In recent years when I attend such talks, I usually try innocently to elicit some information in the Q&A as to what tools were used in the project. This mojo does not seem to be working so good. Recently I have been fobbed off with a response along the lines of, ‘What software used is not really germane to the debate (read ‘it is commodity’) and we do not want to be seen endorsing one product over another.’ Endorse? Who said anything about endorsement? I would be happy with ‘we used XYZ—but actually it sucks.’

There are many reasons for fessing-up as to what tools are used for the job in that this may be a significant factor in the research. There may be a bug in the software that is revealed at a later date. Its use may be inappropriate for the task in hand. Or it may be the best of breed. Any of which may be good to know if you are thinking about trying to do similar projects yourself.

I stayed on after the Copenhagen EAGE this month (report in in next month’s edition) for the workshop on open source software in geosciences. In her keynote, on the central role of geophysics in the reproducible research movement, Columbia University’s Victoria Stodden referred to a ‘credibility crisis’ in computational science. Stodden paid tribute to John Clarebout who observed that, ‘An article about computational science is not the scholarship itself. It is just an advert for the scholarship.’

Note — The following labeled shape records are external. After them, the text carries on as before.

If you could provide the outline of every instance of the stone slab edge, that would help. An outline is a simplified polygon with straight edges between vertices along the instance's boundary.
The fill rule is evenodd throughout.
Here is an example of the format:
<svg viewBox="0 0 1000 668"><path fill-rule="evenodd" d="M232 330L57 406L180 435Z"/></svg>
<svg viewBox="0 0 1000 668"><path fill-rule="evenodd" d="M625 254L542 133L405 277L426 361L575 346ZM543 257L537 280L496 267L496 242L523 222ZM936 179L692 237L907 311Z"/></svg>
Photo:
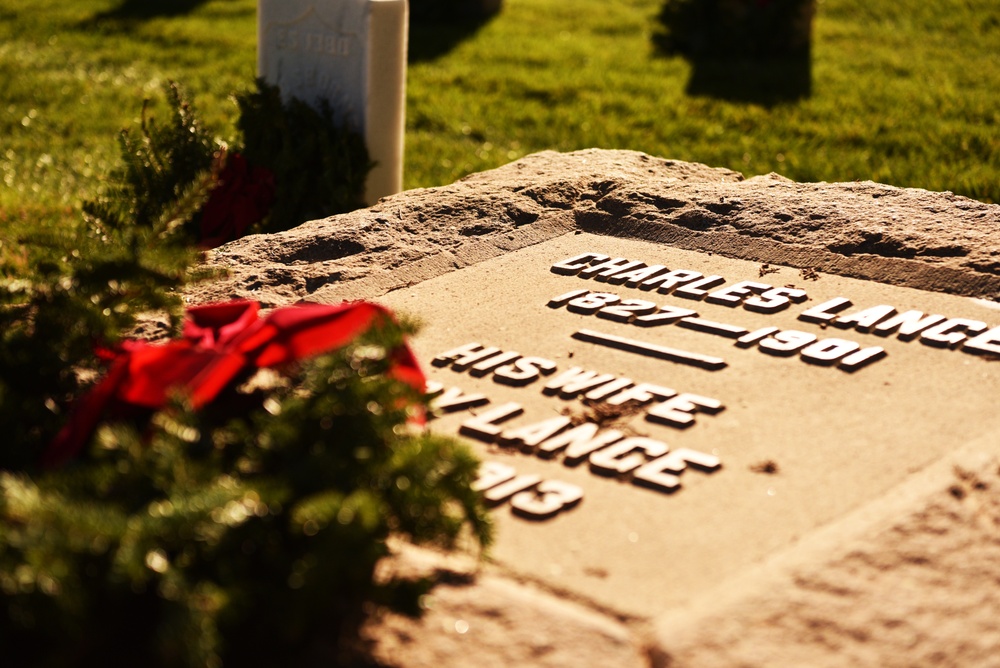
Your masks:
<svg viewBox="0 0 1000 668"><path fill-rule="evenodd" d="M634 151L546 151L449 186L244 237L193 303L377 297L579 229L1000 301L1000 206L871 182L744 179ZM351 287L348 287L348 286Z"/></svg>
<svg viewBox="0 0 1000 668"><path fill-rule="evenodd" d="M246 237L210 256L229 277L187 297L265 307L377 298L577 229L1000 300L1000 206L870 182L744 179L602 150L538 153L450 186ZM976 659L1000 656L995 628L982 628L1000 612L1000 588L981 566L1000 559L992 538L1000 477L995 461L976 453L996 454L997 443L993 435L933 465L761 564L756 577L720 585L675 615L615 619L492 570L460 584L443 578L437 609L420 621L390 616L370 627L375 656L398 666L912 665L935 657L987 665ZM981 556L958 581L958 548L935 540L940 531L964 531L962 545ZM922 570L910 577L908 564ZM852 584L838 587L841 576ZM993 588L971 600L977 578L992 578ZM890 595L907 584L930 592L917 622ZM952 619L952 597L969 603L972 612L954 618L972 626L951 629L962 632L948 640L934 627ZM891 641L873 641L886 629L897 630Z"/></svg>
<svg viewBox="0 0 1000 668"><path fill-rule="evenodd" d="M652 665L1000 666L1000 433L661 616Z"/></svg>

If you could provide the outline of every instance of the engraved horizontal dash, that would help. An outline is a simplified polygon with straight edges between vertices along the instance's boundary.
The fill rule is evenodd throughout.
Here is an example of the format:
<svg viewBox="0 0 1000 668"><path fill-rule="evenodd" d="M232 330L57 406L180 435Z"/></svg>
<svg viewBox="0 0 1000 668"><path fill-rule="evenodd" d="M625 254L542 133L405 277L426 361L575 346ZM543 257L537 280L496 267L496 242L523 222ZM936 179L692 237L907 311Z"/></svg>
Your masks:
<svg viewBox="0 0 1000 668"><path fill-rule="evenodd" d="M726 361L721 357L712 357L710 355L701 355L699 353L692 353L686 350L679 350L677 348L668 348L667 346L647 343L646 341L636 341L635 339L628 339L624 336L615 336L614 334L603 334L601 332L595 332L592 329L581 329L579 332L573 334L573 338L581 341L587 341L589 343L596 343L600 346L607 346L608 348L625 350L630 353L647 355L649 357L670 360L671 362L679 362L681 364L690 364L692 366L698 366L712 371L726 366Z"/></svg>
<svg viewBox="0 0 1000 668"><path fill-rule="evenodd" d="M693 329L699 332L705 332L706 334L717 334L728 339L736 339L747 333L747 329L745 327L727 325L724 322L713 322L703 318L684 318L683 320L677 321L677 326L686 327L687 329Z"/></svg>

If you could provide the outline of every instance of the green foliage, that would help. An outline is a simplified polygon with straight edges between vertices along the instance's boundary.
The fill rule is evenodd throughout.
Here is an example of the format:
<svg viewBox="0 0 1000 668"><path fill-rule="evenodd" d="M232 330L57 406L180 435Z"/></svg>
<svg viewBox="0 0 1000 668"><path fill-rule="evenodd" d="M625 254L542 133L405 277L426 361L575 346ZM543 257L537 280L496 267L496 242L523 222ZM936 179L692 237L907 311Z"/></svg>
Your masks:
<svg viewBox="0 0 1000 668"><path fill-rule="evenodd" d="M654 42L692 58L808 52L816 0L665 0Z"/></svg>
<svg viewBox="0 0 1000 668"><path fill-rule="evenodd" d="M812 92L792 104L689 92L691 64L652 40L664 2L504 0L488 23L411 24L405 187L599 147L1000 202L995 0L817 2ZM100 18L121 4L0 0L0 236L65 227L118 159L108 138L164 81L184 82L213 136L235 136L257 0Z"/></svg>
<svg viewBox="0 0 1000 668"><path fill-rule="evenodd" d="M385 374L401 335L369 332L205 413L158 414L147 438L106 427L66 469L0 473L5 658L335 663L366 602L416 609L426 583L374 577L389 536L485 544L490 525L468 451L406 426L419 397Z"/></svg>
<svg viewBox="0 0 1000 668"><path fill-rule="evenodd" d="M100 369L95 346L114 345L144 312L179 323L176 290L198 259L178 225L198 199L191 190L132 224L108 208L67 235L0 242L0 469L38 461Z"/></svg>
<svg viewBox="0 0 1000 668"><path fill-rule="evenodd" d="M414 612L428 587L375 577L390 537L491 537L476 460L416 432L424 397L387 374L408 329L240 378L198 412L179 397L104 415L68 466L39 466L102 372L95 346L150 311L176 333L198 274L192 244L229 154L176 85L167 98L166 123L144 106L121 135L124 164L81 221L0 220L0 652L25 667L346 661L367 606ZM357 197L364 146L329 109L264 86L240 108L248 153L279 179L309 172L286 181L272 225Z"/></svg>
<svg viewBox="0 0 1000 668"><path fill-rule="evenodd" d="M278 232L364 206L365 179L371 170L364 138L338 123L326 101L315 110L263 80L237 96L237 150L250 163L274 173L275 201L256 230Z"/></svg>
<svg viewBox="0 0 1000 668"><path fill-rule="evenodd" d="M184 228L189 243L198 239L199 210L218 184L216 172L224 147L199 123L190 101L176 83L166 87L170 118L160 125L142 105L140 137L128 129L120 135L124 166L114 170L100 199L84 202L83 212L94 229L121 230L156 223Z"/></svg>

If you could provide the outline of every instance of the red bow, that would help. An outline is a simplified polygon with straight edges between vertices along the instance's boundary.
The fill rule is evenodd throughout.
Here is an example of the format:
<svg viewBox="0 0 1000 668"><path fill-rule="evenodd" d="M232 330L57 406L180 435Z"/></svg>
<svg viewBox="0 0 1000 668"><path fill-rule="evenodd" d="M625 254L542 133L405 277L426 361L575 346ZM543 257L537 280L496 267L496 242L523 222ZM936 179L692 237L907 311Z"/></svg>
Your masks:
<svg viewBox="0 0 1000 668"><path fill-rule="evenodd" d="M252 301L188 309L183 338L165 344L126 341L111 353L107 375L74 409L49 445L47 467L77 454L108 409L159 409L183 393L194 408L212 401L247 369L277 367L341 348L373 326L392 321L391 312L369 302L337 306L299 304L258 317ZM405 344L390 352L389 375L420 392L424 375Z"/></svg>

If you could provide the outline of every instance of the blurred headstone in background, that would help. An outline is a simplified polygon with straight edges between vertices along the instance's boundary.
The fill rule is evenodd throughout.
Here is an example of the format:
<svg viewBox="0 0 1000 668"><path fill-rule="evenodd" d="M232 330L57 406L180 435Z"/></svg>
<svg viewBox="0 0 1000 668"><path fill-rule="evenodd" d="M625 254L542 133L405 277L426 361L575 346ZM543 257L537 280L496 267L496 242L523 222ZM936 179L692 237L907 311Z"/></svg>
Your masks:
<svg viewBox="0 0 1000 668"><path fill-rule="evenodd" d="M259 76L364 135L365 201L402 190L406 0L260 0L257 39Z"/></svg>

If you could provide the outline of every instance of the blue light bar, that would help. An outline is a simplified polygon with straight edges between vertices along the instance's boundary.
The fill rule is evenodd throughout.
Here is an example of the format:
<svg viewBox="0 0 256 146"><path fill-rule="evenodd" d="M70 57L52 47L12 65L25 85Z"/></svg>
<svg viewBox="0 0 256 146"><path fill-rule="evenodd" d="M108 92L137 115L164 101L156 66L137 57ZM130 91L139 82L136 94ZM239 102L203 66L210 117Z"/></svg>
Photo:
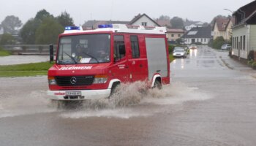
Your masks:
<svg viewBox="0 0 256 146"><path fill-rule="evenodd" d="M99 28L113 28L112 24L102 24L98 26Z"/></svg>
<svg viewBox="0 0 256 146"><path fill-rule="evenodd" d="M79 26L67 26L65 27L66 31L71 31L71 30L80 30Z"/></svg>

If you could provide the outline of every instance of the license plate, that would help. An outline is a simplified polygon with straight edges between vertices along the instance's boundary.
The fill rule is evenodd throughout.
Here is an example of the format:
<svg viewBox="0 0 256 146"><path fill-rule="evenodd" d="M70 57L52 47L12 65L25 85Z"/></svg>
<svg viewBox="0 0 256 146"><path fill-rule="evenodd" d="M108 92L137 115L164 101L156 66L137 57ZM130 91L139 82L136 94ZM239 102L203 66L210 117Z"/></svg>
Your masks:
<svg viewBox="0 0 256 146"><path fill-rule="evenodd" d="M66 91L66 96L80 96L81 91Z"/></svg>

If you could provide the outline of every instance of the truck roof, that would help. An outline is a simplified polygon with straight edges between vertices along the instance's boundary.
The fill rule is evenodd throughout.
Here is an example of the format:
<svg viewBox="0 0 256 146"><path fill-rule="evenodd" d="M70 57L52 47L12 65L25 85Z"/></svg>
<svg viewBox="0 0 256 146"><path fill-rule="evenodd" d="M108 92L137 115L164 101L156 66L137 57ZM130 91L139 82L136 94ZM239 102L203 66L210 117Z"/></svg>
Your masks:
<svg viewBox="0 0 256 146"><path fill-rule="evenodd" d="M73 26L72 26L73 27ZM99 28L94 30L83 30L81 26L66 27L65 31L63 34L73 34L73 33L97 33L102 31L112 31L112 32L123 32L123 33L136 33L136 34L165 34L165 27L151 27L143 26L131 26L125 24L109 24L109 25L99 25Z"/></svg>

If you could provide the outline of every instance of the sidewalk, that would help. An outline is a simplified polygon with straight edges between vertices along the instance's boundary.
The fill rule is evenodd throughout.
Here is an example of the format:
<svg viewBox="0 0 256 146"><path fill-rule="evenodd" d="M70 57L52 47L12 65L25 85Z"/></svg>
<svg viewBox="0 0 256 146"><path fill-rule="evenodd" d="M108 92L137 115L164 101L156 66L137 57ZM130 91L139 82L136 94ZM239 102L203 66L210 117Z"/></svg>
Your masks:
<svg viewBox="0 0 256 146"><path fill-rule="evenodd" d="M12 65L49 61L49 55L9 55L0 57L0 65Z"/></svg>
<svg viewBox="0 0 256 146"><path fill-rule="evenodd" d="M211 49L213 51L216 53L217 57L219 57L222 61L225 64L225 65L232 69L232 70L238 70L241 72L248 72L252 75L252 77L256 78L256 70L252 69L246 64L244 64L238 61L230 58L228 55L228 51L226 50L217 50L215 49Z"/></svg>

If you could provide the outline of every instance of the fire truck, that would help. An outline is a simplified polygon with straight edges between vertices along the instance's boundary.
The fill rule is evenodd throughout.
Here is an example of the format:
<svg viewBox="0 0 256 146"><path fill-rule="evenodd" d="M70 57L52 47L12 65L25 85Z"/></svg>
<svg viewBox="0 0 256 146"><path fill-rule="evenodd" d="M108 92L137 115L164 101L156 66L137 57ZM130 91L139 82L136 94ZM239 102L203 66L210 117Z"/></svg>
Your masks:
<svg viewBox="0 0 256 146"><path fill-rule="evenodd" d="M165 27L66 27L48 70L48 95L59 101L106 98L121 83L136 81L161 88L170 84L167 48Z"/></svg>

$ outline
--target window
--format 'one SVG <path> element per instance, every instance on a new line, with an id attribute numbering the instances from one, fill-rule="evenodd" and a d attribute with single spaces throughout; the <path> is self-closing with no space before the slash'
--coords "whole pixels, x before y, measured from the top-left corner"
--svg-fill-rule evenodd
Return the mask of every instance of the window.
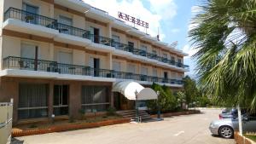
<path id="1" fill-rule="evenodd" d="M 147 81 L 148 77 L 148 68 L 147 67 L 142 67 L 141 69 L 141 80 L 142 81 Z"/>
<path id="2" fill-rule="evenodd" d="M 129 64 L 127 67 L 127 72 L 131 73 L 137 73 L 136 72 L 136 66 L 133 64 Z"/>
<path id="3" fill-rule="evenodd" d="M 168 58 L 168 55 L 166 54 L 166 53 L 164 53 L 164 54 L 163 54 L 163 57 L 164 57 L 165 59 L 167 59 L 167 58 Z"/>
<path id="4" fill-rule="evenodd" d="M 109 106 L 108 87 L 82 86 L 81 98 L 85 112 L 106 111 Z"/>
<path id="5" fill-rule="evenodd" d="M 23 9 L 28 13 L 26 13 L 24 15 L 22 14 L 22 18 L 26 22 L 37 24 L 38 20 L 36 16 L 38 14 L 38 7 L 32 6 L 27 3 L 23 3 Z"/>
<path id="6" fill-rule="evenodd" d="M 67 115 L 68 114 L 68 85 L 54 86 L 54 114 Z"/>
<path id="7" fill-rule="evenodd" d="M 20 84 L 18 118 L 48 117 L 48 95 L 47 84 Z"/>
<path id="8" fill-rule="evenodd" d="M 171 59 L 172 59 L 172 65 L 175 65 L 175 58 L 174 58 L 174 56 L 172 56 Z"/>
<path id="9" fill-rule="evenodd" d="M 112 35 L 112 38 L 115 43 L 113 43 L 113 46 L 116 49 L 121 49 L 121 45 L 119 44 L 120 43 L 120 37 L 119 36 Z"/>
<path id="10" fill-rule="evenodd" d="M 177 59 L 177 66 L 181 67 L 183 65 L 181 59 Z"/>
<path id="11" fill-rule="evenodd" d="M 92 37 L 90 37 L 90 39 L 92 42 L 96 43 L 100 43 L 100 29 L 90 26 L 90 33 L 92 34 Z"/>
<path id="12" fill-rule="evenodd" d="M 34 44 L 21 43 L 20 57 L 35 59 L 36 47 Z"/>
<path id="13" fill-rule="evenodd" d="M 134 50 L 134 43 L 132 43 L 132 42 L 128 42 L 128 50 L 129 50 L 129 52 L 133 52 L 133 50 Z"/>
<path id="14" fill-rule="evenodd" d="M 143 66 L 141 72 L 142 72 L 143 75 L 148 75 L 148 68 Z"/>
<path id="15" fill-rule="evenodd" d="M 120 62 L 113 62 L 113 70 L 116 72 L 120 72 L 121 71 L 121 63 Z"/>
<path id="16" fill-rule="evenodd" d="M 142 56 L 147 56 L 147 46 L 146 45 L 141 45 L 141 49 L 142 49 L 142 52 L 140 54 L 140 55 Z"/>
<path id="17" fill-rule="evenodd" d="M 141 46 L 141 49 L 143 50 L 143 51 L 145 51 L 145 52 L 147 52 L 147 49 L 148 49 L 148 48 L 147 48 L 146 45 L 142 45 L 142 46 Z"/>
<path id="18" fill-rule="evenodd" d="M 35 62 L 36 52 L 38 52 L 38 48 L 34 44 L 21 43 L 20 46 L 20 60 L 19 60 L 19 65 L 20 69 L 32 69 L 35 70 L 38 68 L 42 68 L 39 63 Z M 26 59 L 24 59 L 26 58 Z M 37 57 L 38 58 L 38 56 Z"/>
<path id="19" fill-rule="evenodd" d="M 59 22 L 64 25 L 72 26 L 73 20 L 71 18 L 68 18 L 67 16 L 60 15 L 59 16 Z"/>
<path id="20" fill-rule="evenodd" d="M 157 69 L 154 68 L 152 73 L 153 73 L 153 77 L 157 77 Z"/>

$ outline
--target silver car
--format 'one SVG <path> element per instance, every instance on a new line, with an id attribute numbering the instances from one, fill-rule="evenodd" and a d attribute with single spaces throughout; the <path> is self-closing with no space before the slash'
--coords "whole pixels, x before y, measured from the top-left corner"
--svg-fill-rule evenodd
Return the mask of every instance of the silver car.
<path id="1" fill-rule="evenodd" d="M 256 115 L 244 114 L 241 125 L 243 131 L 256 132 Z M 211 123 L 209 129 L 213 135 L 218 135 L 224 138 L 232 138 L 234 131 L 238 130 L 238 119 L 236 118 L 215 120 Z"/>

I pricked up my ears when I heard this because it seemed to capture the sentiments I expressed above. By not disclosing what tools were used for a project, a paper is effectively reduced to a commercial. Link that in with the large booths on the exhibition floor that hire ‘talent,’ and you understand how the scientific conference is in danger of being subverted. Not just to advertise vendors’ products but to promote oils’ research and operational ‘excellence.’

So what does the reproducibility movement have to say? On the positive side, Stodden suggests that computation may represent a new ‘third branch’ of the scientific method—alongside deductive reasoning and empirical techniques. On the other hand, the ‘third branch’ tends to produce less than perfect results—what has been called the ‘ubiquity of error’ in software.

A lot of loose thinking goes on in the computational world which tends to produce ‘breezy demos’ (we’ve seen a few of these!) rather than reliable knowledge. Some have even claimed that ‘most published research findings are false.’ For Stodden and other open source hotheads, including representatives from BP, ConocoPhillips, Saudi Aramco, BG and more, are pushing for ‘reproducible research’—papers that bundle data, code and text so that they can be properly evaluated and their results used to further the greater scientific good. Stodden herself is promoting the reproducible research standard (RRS) to achieve this.

Of course there are other issues such as protecting intellectual property, copyright and so on. Mostly these are somewhat orthogonal to the publication issue. If a work is patented, then the IP is in the public domain already! In any event, if you want to keep stuff secret, you should not be presenting conference papers.

But this is often what happens as a presentation becomes a PowerPoint version of the dance of the seven veils—teasing its way around the interesting stuff while revealing little flesh. My own default position for analysing these is that what is not disclosed is more likely to fall into the category of ‘ubiquitous error’ than to represent a methodology so clever that ‘if I told you I’d have to shoot you.’

Stodden cited mathematician and aphorist Richard Hamming who in his 1968 Turing Award lecture observed that while Newton said, ‘If I have seen a little farther than others, it is because I have stood on the shoulders of giants,’ Hamming was forced to say, ‘Today we stand on each other’s feet.’